Two young women forge a bond while battling alien insects in this exhilarating—and disarmingly poignant—space opera from the creator of Neon Genesis Evangelion.

DOCUMENTARIES

American Dharma

Renowned documentarian Errol Morris faces off with one of the most controversial political figures of our time: right-wing firebrand Steve Bannon.

The Storms of Jeremy Thomas

Join legendary film producer Jeremy Thomas (The Last Emperor) on a road trip through rural France as he looks back on a life lived in the name of boundary-pushing cinema.

SHORT FILMS

Three Short Films by Ja’Tovia Gary

The aesthetically dynamic, shape-shifting films of artist and filmmaker Ja’Tovia Gary combine everything from heavily processed 16 mm archival materials to TikTok videos and woman-on-the-street-style interviews to put Black women and their lived experiences, past and present, in dialogue with one another. Drawing inspiration from Gary’s personal heroes like Toni Morrison and Nina Simone—footage of both of whom she poignantly incorporates into her works—her films are as optically imaginative as they are politically and intellectually rigorous, exploring ideas around care, connectivity, and memory through an intimate, Black feminist lens.

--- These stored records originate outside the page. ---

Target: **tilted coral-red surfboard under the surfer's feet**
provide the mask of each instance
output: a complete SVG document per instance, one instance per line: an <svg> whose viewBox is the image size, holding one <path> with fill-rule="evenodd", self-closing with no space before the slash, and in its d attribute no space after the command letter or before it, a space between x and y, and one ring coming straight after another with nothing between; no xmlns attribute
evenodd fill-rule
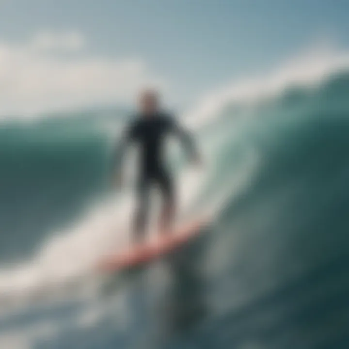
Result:
<svg viewBox="0 0 349 349"><path fill-rule="evenodd" d="M129 247L124 253L105 256L99 262L97 269L103 272L116 272L147 264L195 238L205 225L206 220L199 219L179 226L171 234L159 233L157 238L144 245Z"/></svg>

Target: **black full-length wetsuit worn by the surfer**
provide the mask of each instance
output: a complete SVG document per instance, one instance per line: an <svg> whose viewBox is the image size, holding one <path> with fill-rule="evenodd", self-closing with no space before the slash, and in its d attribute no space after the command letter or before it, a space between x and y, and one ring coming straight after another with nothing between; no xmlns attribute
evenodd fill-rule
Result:
<svg viewBox="0 0 349 349"><path fill-rule="evenodd" d="M142 239L149 210L149 191L158 186L163 197L162 229L169 228L174 216L174 184L163 159L166 136L175 134L192 157L196 156L194 144L189 134L171 116L165 113L138 115L129 125L123 141L123 149L128 143L136 143L140 148L139 178L137 185L138 208L134 218L136 240ZM121 150L124 153L123 150Z"/></svg>

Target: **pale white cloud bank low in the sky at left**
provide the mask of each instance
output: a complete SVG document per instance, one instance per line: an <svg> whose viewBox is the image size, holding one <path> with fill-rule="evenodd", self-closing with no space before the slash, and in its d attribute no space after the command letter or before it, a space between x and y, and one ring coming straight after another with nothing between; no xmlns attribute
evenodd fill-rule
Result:
<svg viewBox="0 0 349 349"><path fill-rule="evenodd" d="M0 115L127 103L143 86L163 85L142 60L86 57L85 43L78 32L0 42Z"/></svg>

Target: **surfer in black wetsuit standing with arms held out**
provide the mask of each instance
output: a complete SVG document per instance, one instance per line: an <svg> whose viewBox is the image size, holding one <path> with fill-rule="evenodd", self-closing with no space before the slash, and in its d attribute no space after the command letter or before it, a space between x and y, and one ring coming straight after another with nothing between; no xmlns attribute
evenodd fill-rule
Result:
<svg viewBox="0 0 349 349"><path fill-rule="evenodd" d="M175 134L183 143L190 159L194 163L200 163L199 153L189 133L171 115L161 111L156 91L143 91L139 96L138 108L138 115L128 125L120 148L121 161L128 144L136 143L140 148L138 205L133 219L133 234L137 244L144 239L149 214L149 192L153 185L159 188L162 196L160 232L169 232L174 220L176 211L174 180L163 159L166 137L171 133ZM122 185L122 171L118 172L118 182Z"/></svg>

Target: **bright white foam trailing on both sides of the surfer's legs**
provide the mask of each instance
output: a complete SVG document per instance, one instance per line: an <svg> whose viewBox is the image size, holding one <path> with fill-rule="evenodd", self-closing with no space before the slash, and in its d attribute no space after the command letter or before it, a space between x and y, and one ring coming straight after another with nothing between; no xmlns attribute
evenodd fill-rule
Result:
<svg viewBox="0 0 349 349"><path fill-rule="evenodd" d="M180 215L200 192L203 174L186 171L179 181ZM93 273L103 254L118 252L129 243L134 199L125 193L92 207L71 228L56 232L32 260L0 270L0 301L16 305L38 294L57 293L84 275Z"/></svg>

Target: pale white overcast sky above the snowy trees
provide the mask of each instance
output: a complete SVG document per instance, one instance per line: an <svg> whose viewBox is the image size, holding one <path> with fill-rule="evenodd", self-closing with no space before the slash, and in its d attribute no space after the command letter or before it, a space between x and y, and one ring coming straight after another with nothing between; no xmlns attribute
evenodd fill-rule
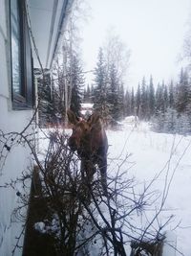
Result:
<svg viewBox="0 0 191 256"><path fill-rule="evenodd" d="M176 79L177 59L188 30L191 0L88 0L89 22L83 27L85 69L95 67L97 51L112 27L132 51L128 86L145 76L154 83Z"/></svg>

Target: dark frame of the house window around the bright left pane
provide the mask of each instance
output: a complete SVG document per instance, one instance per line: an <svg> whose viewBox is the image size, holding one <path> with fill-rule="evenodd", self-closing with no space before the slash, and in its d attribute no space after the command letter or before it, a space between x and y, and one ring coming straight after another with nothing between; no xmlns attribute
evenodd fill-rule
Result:
<svg viewBox="0 0 191 256"><path fill-rule="evenodd" d="M19 15L19 54L20 54L20 83L21 93L16 93L13 89L12 79L12 47L11 47L11 102L12 109L24 110L34 107L34 80L33 80L33 60L32 46L26 16L25 0L17 1ZM10 0L10 38L11 38L11 0ZM12 43L12 39L11 39Z"/></svg>

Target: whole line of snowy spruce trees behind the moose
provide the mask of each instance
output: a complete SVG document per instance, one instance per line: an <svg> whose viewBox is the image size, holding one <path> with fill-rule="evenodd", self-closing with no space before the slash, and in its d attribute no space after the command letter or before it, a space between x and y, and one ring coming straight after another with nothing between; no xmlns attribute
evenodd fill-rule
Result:
<svg viewBox="0 0 191 256"><path fill-rule="evenodd" d="M69 72L71 65L72 71ZM95 79L91 86L85 86L84 71L77 54L73 56L71 65L68 65L67 75L63 68L57 66L58 79L51 82L50 74L47 75L46 86L39 80L42 124L60 124L64 120L67 86L69 107L77 115L80 115L81 103L93 103L105 120L120 121L134 115L139 120L150 122L152 128L159 132L191 131L191 84L186 69L180 70L178 82L166 84L162 81L156 86L151 76L149 82L143 78L137 89L125 90L116 63L106 63L102 48L98 52Z"/></svg>

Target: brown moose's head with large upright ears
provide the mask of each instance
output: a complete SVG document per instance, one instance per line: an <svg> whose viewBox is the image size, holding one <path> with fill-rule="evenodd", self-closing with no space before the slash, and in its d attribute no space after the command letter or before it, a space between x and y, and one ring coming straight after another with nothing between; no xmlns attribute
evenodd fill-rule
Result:
<svg viewBox="0 0 191 256"><path fill-rule="evenodd" d="M86 121L78 118L72 110L67 111L69 122L73 125L73 133L69 138L69 147L72 151L82 156L83 153L91 152L91 139L93 130L98 131L100 126L100 117L94 113Z"/></svg>

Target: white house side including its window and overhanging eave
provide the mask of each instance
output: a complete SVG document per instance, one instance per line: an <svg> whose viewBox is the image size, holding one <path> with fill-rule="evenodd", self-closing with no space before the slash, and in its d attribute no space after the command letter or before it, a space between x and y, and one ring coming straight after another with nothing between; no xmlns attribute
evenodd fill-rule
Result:
<svg viewBox="0 0 191 256"><path fill-rule="evenodd" d="M11 131L21 132L32 119L33 68L40 66L34 50L37 49L42 67L50 70L72 5L73 0L0 0L0 136ZM17 145L11 147L3 161L5 145L1 139L0 147L0 186L3 186L32 167L32 156L26 145ZM16 189L19 192L22 186ZM23 228L21 222L12 218L18 200L15 190L0 188L1 256L11 255L15 237ZM14 255L22 255L21 250L17 248Z"/></svg>

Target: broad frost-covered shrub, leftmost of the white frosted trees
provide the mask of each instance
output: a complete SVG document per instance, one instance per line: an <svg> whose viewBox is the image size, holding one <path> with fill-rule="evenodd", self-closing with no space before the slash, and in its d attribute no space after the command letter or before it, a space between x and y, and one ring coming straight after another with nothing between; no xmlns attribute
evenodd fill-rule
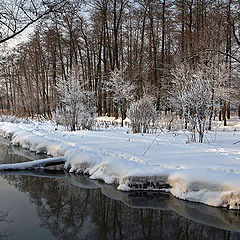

FEATURING: An Ecstatic Experience (2015), The Giverny Document (2019), Quiet as It’s Kept (2023)

perfectly a strangeness

Nominated for a 2026 Academy Award for Best Documentary Short Film

The awe-inspiring majesty of the cosmos is captured through the eyes of three wandering donkeys in this sublimely cinematic, Oscar-nominated documentary short.

Oh Yeah!

Discover the untold story behind the synth-pop anthem that took American culture by storm and became the sound of ’80s excess.

MUSIC FILMS

Lou Reed’s Berlin

The legendary Velvet Underground frontman revisits his concept-album masterpiece in a soul-shaking live performance filmed by Julian Schnabel.